Use `scripts/pdf_guardrails.py` when you want a deterministic source manifest:

```bash
python scripts/pdf_guardrails.py input.pdf --out /tmp/prettify-pdf-check
```

It writes extracted text, critical-fact candidates, embedded image assets, and page renders. The script is optional and local-only; it does not call an external service.

## Design Rules

- Preserve exact source values before improving wording.
- Add helpful context without replacing original text: `10.00AM-11.00AM` can be paired with `1 hour appointment window`; keep both.
- Use summary cards for high-value fields, not for every field.
- Keep tables for line items, totals, transaction references, or structured data.
- Prefer system fonts unless the user provides a brand/type direction.
- Keep icons small, simple, and paired with text.
- Avoid decorative effects that reduce trust: heavy gradients, low-contrast text, blurred backgrounds, fake stamps, fake signatures, fake QR codes.
- Never invent missing fields.
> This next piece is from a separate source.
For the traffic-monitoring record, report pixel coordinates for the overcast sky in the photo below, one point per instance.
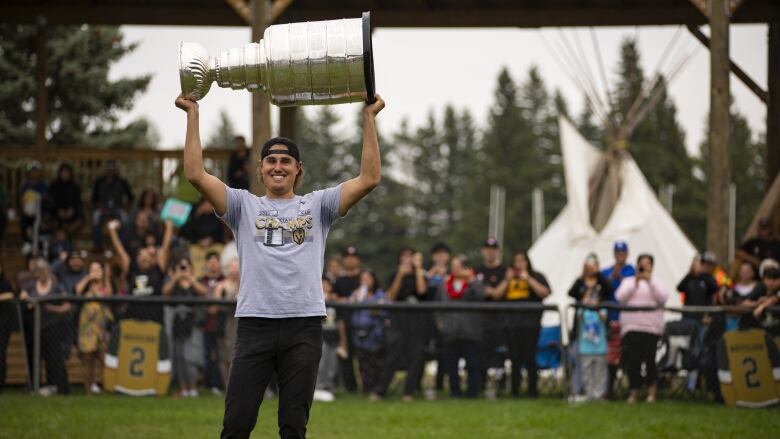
(418, 70)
Omit unknown values or mark them only if the source explicitly marks them.

## Common Pitfalls

- A visually nicer PDF that loses the barcode is worse than the original.
- Reformatting IDs can break verification. Copy them exactly.
- "Cleaning up" timestamps, names, totals, or addresses can change meaning. Add a friendly hint beside the exact value instead.
- Relabeling an adjacent value can change identity. If the source label is unclear, keep the original label/value grouping instead of inventing a better-sounding label.
- Text extraction can pass while the PDF is visually wrong. Final acceptance depends on rendered-page inspection, not extraction alone.
- A beautiful hierarchy that hides the next action fails the task.
- If the source is scanned, OCR may be incomplete. Say so and visually verify the final result.